Meta Horizon Store
- Developer: Meta Platforms
- Launched: 2013
- Website: www.meta.com/experiences

= Meta Horizon Store =

Online storefront

The Meta Horizon Store, known from 2013 to 2015 as Oculus Share, 2015 to 2022 as Oculus Store and from 2022 to 2024 as the Meta Quest Store, is the main video game and app store digital distribution service and storefront developed by Meta Platforms for the Meta Quest and its successors, as well as for Meta Horizon OS-based devices.

== History ==
The beta version of the Oculus Share website was first announced on August 19, 2013, to allow users to self-publish, discover, download, and play games and experiences. In 2015, following Oculus VR's acquisition by Facebook, Oculus Share was shut down and revamped as the Oculus Store for the consumer-facing Oculus Rift, including pre-approvals, sales taxes and comfort ratings. In addition, the company announced an investment of $10 million into indie game developers to distribute their games in the store.

In 2021, Facebook introduced "App Lab", a new section within the storefront allowing developers to upload and distribute apps without going through the formal review process. App Lab is designed primarily to support early access models, and can support public and invite-based distribution.

As a result of Facebook's corporate rebranding as Meta Platforms, CTO Andrew Bosworth announced that the Oculus brand would be phased out in 2022; all Facebook hardware products will be marketed under the Meta name, and Oculus Store would be renamed Quest Store. Likewise, immersive social platforms associated with Oculus will be brought under the Horizon brand (such as Horizon Worlds).

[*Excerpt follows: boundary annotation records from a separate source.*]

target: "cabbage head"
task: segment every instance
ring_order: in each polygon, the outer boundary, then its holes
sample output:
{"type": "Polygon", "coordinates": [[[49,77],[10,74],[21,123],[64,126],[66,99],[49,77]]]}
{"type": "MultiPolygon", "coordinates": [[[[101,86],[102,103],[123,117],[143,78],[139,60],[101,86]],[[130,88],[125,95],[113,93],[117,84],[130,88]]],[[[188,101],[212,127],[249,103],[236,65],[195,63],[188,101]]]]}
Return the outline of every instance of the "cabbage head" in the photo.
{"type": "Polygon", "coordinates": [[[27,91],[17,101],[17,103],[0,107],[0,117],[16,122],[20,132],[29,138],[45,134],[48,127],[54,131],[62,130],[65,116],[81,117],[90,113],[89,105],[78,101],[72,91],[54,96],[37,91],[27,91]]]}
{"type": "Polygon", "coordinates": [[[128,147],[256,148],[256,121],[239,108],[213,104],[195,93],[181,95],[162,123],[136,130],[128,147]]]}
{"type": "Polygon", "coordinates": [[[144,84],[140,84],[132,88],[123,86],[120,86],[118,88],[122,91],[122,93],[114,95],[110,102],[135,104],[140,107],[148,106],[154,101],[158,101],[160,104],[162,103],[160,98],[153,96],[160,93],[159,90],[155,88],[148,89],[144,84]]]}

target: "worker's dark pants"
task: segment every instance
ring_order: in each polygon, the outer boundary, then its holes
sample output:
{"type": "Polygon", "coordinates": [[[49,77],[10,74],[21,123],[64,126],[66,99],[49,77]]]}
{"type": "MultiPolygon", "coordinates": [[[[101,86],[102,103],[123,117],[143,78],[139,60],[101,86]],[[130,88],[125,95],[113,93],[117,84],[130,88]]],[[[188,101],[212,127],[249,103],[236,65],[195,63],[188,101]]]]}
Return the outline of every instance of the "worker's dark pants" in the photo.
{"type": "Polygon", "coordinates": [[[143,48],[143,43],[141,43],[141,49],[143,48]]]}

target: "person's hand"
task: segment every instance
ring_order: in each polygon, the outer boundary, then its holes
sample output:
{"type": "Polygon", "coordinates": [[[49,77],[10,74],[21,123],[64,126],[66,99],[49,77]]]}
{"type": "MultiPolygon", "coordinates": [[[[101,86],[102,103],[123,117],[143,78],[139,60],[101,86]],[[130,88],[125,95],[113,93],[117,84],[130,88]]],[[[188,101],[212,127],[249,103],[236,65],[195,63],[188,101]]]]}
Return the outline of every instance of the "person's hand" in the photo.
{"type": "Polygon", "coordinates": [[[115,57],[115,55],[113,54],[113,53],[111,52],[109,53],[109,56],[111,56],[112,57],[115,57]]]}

On April 22, 2024, the company announced that the Meta Quest Store was renamed as the Meta Horizon Store. In the same announcement, software platform would be rebranded as Meta Horizon OS and opened to third-party headset manufacturers (starting with Microsoft, Asus and Lenovo), the Meta Quest mobile companion app renamed as the Horizon mobile app, and a new spatial app framework was announced to assist mobile developers in porting their software to, or programming original apps for, Horizon OS. In addition, the company announced that App Lab would be phased out in two phases, first placing App Lab access inside of a tab in the Horizon Store instead of a separate URL, and later phasing out all references to App Lab and merging App Lab content into the Horizon Store while no longer rejecting submissions to the Store on the basis of taste or quality.

=== Controversies ===
In 2022, the Federal Trade Commission and the attorneys general of New York, Tennessee, and North Carolina began investigations into Meta's VR-related business practices, including third-party app distribution on the Oculus Store, over allegations of anti-competitive behaviors.